The sword of words from the past kept slashing and thrashing my soul as I just relived it without letting the echoing cry of pain be felt. It was then that I notice the dampness on the face, I imagined to be sweat, turns out to be tears. I had been crying without realization as the emotional storm set out the rain work without any warning. The wounds resurfaced through the montage from the past – only this time it came with the demand to be acknowledged. The door opens on the ICU floor as I wipe the tears in a hurry as if the mask that was partially lift was forced back on. I walked towards room 401 with so much internal conflict that the real struggle became moving forward.

‘Room 401’, the sign on the door read. I stood there trembling – like a scared prey in front of the predator – as the heaviness took the conscious mind hostage again. The pandemonium thoughts insisted on walking away yet there consisted a single reason to stay. It is time for me to be at PEACE. I reached the doorknob and slowly pushed it open.

The loosely lit room was struggling to keep up with the growing number of machines to fit in as they overshadow the bed. The beeping sound of the machines let me know that he was still alive as I step closer to him. There he was – the oppressor, the disciplinarian, and the man – my father.

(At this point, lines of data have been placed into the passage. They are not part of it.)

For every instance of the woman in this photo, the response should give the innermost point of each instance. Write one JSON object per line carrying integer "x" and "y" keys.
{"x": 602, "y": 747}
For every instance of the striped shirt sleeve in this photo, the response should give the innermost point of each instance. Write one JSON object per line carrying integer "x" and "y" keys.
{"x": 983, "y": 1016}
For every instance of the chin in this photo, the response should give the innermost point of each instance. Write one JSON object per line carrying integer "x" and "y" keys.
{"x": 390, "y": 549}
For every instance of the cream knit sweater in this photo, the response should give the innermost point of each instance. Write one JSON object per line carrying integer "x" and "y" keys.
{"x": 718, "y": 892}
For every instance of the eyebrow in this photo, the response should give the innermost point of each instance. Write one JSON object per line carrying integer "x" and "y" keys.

I pull up a stool near the bed as I observe the fragile being on the bed with a web of tubes and wires consuming the major portion of what is left of him. He was in a coma yet the mind saw him as he was and not as he is at this moment. I took a deep breath. It is time for me to say my piece so that I can let the past go and be at peace with who I am – his son.

“Hello… DAD… It’s me… Your SON…” I struggled to speak just like the day I left him.

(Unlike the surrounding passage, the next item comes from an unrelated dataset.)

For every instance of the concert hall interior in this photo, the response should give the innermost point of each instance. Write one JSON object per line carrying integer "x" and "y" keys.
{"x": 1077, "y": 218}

“I am… nothing like… you said I am… I am not… a failure nor am… I useless rather I am more than what you could ever see in me. I AM WHAT I WANTED TO BE – I am not YOU.” I finally utter the one thing I always wanted him to know – I am more like me and less like him. 

“I am a famous artist now. I speak to millions but am mute to you because for you I never even existed. I was never your reflection but rather was an extension of you, which you could not understand. Thus, you pushed me away but here we are in this hospital where I am speaking my heart and again you’re not listening.”  I broke down completely.

“I never… asked for anything… other than your approval… of me… I just wanted you to accept ME even if you couldn’t understand me…” I took his frail hand in mine.

“I came here due to the love I have for you because you will always be my father irrespective of any and everything so I want you to listen as I say this once and loudly – I FORGIVE YOU.”  I put my head on his hand as I collected the broken pieces of the soul. A tear rolled onto his skin as if trying to speak to him in silence. I thought I came here to let go of him and be at peace but I think it was more about letting him be at peace. He was who he was because of his experience in life just like I am who I am because of mine. The heaviness that I felt entering this building was nothing more than the baggage of the past that I chose to carry – the baggage that I finally am letting go at ROOM 401.